In the courtyard of Paris’s Lycée Sophie Germain, where I met with some wonderful sixth formers last week to talk about my writing, there is a small but very beautiful bust of Germain, who was a mathematics prodigy and scholar and in her own way a revolutionary. The difficulties she experienced in being accepted as a mathematician lasted the whole of her life, and did not end even with her death. I first got to know about Sophie Germain through Judith French’s play A Spinster of No Profession, broadcast on Radio 4 in 1998. She has been a hero of mine ever since. ‘Spinster of no profession’ is what was recorded on Germain’s death certificate, in the space for ‘metier’.
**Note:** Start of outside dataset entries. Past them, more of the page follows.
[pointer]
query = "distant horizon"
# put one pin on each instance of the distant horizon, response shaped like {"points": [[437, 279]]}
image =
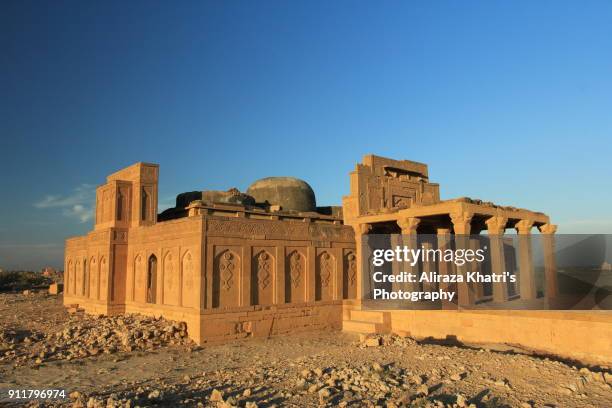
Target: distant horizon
{"points": [[505, 102]]}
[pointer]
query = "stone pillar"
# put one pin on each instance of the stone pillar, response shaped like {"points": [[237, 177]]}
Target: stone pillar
{"points": [[462, 227], [409, 227], [475, 265], [527, 284], [360, 231], [496, 226], [445, 268], [428, 265], [550, 264]]}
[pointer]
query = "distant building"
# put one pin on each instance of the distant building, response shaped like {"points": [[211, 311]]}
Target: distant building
{"points": [[269, 261], [48, 271]]}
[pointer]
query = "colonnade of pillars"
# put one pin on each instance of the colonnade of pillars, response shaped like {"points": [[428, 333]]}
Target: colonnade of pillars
{"points": [[462, 227]]}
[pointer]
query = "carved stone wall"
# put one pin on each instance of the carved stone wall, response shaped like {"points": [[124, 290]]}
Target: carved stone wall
{"points": [[226, 278], [295, 277], [349, 275], [324, 278], [263, 278]]}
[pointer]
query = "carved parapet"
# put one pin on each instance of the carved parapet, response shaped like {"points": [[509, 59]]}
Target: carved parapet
{"points": [[548, 228], [409, 225], [195, 208], [362, 229], [524, 226], [461, 222], [496, 225]]}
The little blue book was rattling around in my purse. I took it out and turned to the last thing he had said (‘You stupid broad’, et cetera). Underneath was written Girl backs down – cries – manhood vindicated. Under ‘Real Fight With Girl’ was written Don’t hurt (except whores). I took out my own pink book, for we all carry them, and turning to the instructions under ‘Brutality’ found:
Man’s bad temper is the woman’s fault. It is also the woman’s responsibility to patch things up afterwards.
There were sub-rubrics, one (reinforcing) under ‘Management’ and one (exceptional) under ‘Martyrdom’. Everything in my book begins with an M.
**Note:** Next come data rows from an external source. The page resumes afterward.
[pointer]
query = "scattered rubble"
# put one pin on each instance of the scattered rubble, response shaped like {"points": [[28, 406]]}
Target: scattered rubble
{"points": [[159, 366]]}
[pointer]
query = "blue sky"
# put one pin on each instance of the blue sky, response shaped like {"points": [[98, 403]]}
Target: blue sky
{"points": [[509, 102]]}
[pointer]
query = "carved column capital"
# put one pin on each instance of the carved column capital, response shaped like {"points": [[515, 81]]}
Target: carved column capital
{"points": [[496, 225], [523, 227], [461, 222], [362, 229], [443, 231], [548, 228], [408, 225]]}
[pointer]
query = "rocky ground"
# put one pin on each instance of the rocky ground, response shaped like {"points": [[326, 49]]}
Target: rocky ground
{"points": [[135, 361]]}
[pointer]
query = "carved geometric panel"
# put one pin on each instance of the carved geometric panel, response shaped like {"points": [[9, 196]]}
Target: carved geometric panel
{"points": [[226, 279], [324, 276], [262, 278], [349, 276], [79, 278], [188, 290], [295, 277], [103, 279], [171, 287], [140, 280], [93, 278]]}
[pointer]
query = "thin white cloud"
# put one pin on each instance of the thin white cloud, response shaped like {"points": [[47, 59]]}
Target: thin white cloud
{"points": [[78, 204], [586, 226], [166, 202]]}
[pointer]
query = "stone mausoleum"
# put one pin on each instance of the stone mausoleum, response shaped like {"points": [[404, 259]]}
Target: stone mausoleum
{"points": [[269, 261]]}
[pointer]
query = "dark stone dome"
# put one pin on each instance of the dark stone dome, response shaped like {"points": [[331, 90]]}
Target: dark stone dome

They do fit together so well, you know. I said to Janet:
“I don’t think you’re going to be happy here.”
“Throw them both away, love,” she answered.
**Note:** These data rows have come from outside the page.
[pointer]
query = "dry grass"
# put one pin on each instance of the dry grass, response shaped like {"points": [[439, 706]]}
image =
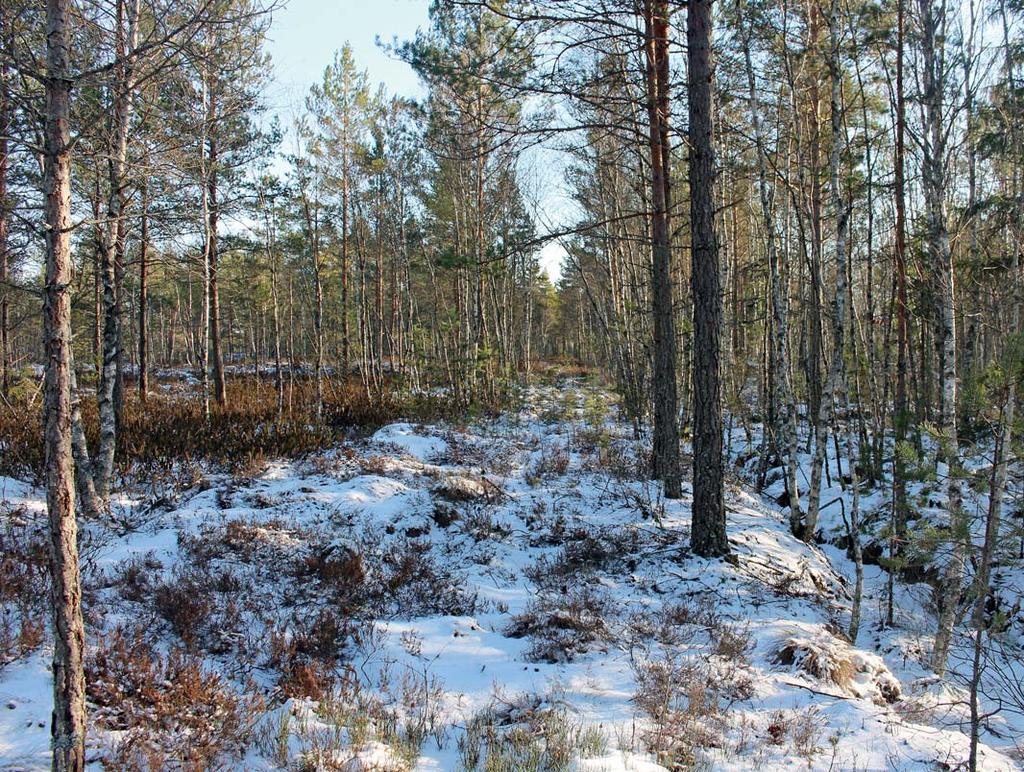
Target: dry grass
{"points": [[170, 712], [171, 431]]}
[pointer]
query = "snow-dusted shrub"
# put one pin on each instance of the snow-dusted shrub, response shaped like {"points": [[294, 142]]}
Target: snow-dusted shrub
{"points": [[24, 586], [824, 657], [678, 695], [464, 487], [563, 626], [526, 733], [167, 712]]}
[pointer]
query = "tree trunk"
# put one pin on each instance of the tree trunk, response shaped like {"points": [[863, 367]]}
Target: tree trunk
{"points": [[143, 302], [666, 461], [216, 349], [102, 466], [5, 123], [708, 535], [68, 723], [940, 255], [785, 414]]}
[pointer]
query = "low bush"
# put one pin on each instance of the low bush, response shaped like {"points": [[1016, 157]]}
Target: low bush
{"points": [[170, 712], [171, 430]]}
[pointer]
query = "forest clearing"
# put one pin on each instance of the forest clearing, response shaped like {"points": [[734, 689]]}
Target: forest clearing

(The Female Man, Joanna Russ 1975)
It’s weird. There seems to be a fair amount of commentary on Russ that would seek to portray this, her most well known novel as brilliant in its way yes, but still a bit of a seventies throwback. Encountering it this week – belatedly and for the first time – I don’t find it has dated at all. The slang is dated, sure, so is the fashion, but so what? The novel The Female Man reminds me of most – not in terms of form or writing style (though even here there is some kinship) but in terms of affect – is Paul Beatty’s The Sellout, published just last year. I have still to decide if this counts as empowering or depressing.
The Female Man is a blistering polemic. Like The Sellout, it is very funny, the point being that it shouldn’t be, that readers should be asking themselves exactly why they are laughing. It is also a masterpiece of postmodern fiction, and should be taught and talked about as such, rather than constantly being siphoned off into ‘1970s Feminist SF’ where it can be conveniently sidelined as a niche interest.
Russ has been by my side constantly this week. In the gobsmacking halls of the Musée d’Orsay, where one is surrounded by women, most of them naked, but where the masterpieces on display do not include even a single work by a female artist.
At the secluded and elegantly shimmering Villa des Brillants in Meudon, where you can see a number of Rodin’s sculptures in the place where they were created and where I thought mostly about Gwen John, who lived in Meudon for thirty years, creating an art that forms one of the most remarkable bodies of work of the pre-war era.
John died in desperate poverty and virtually unknown.
I was hoping to be able to visit the street where Gwen John lived, but for all its acres of coverage of Rodin, Google remains tacit on the subject.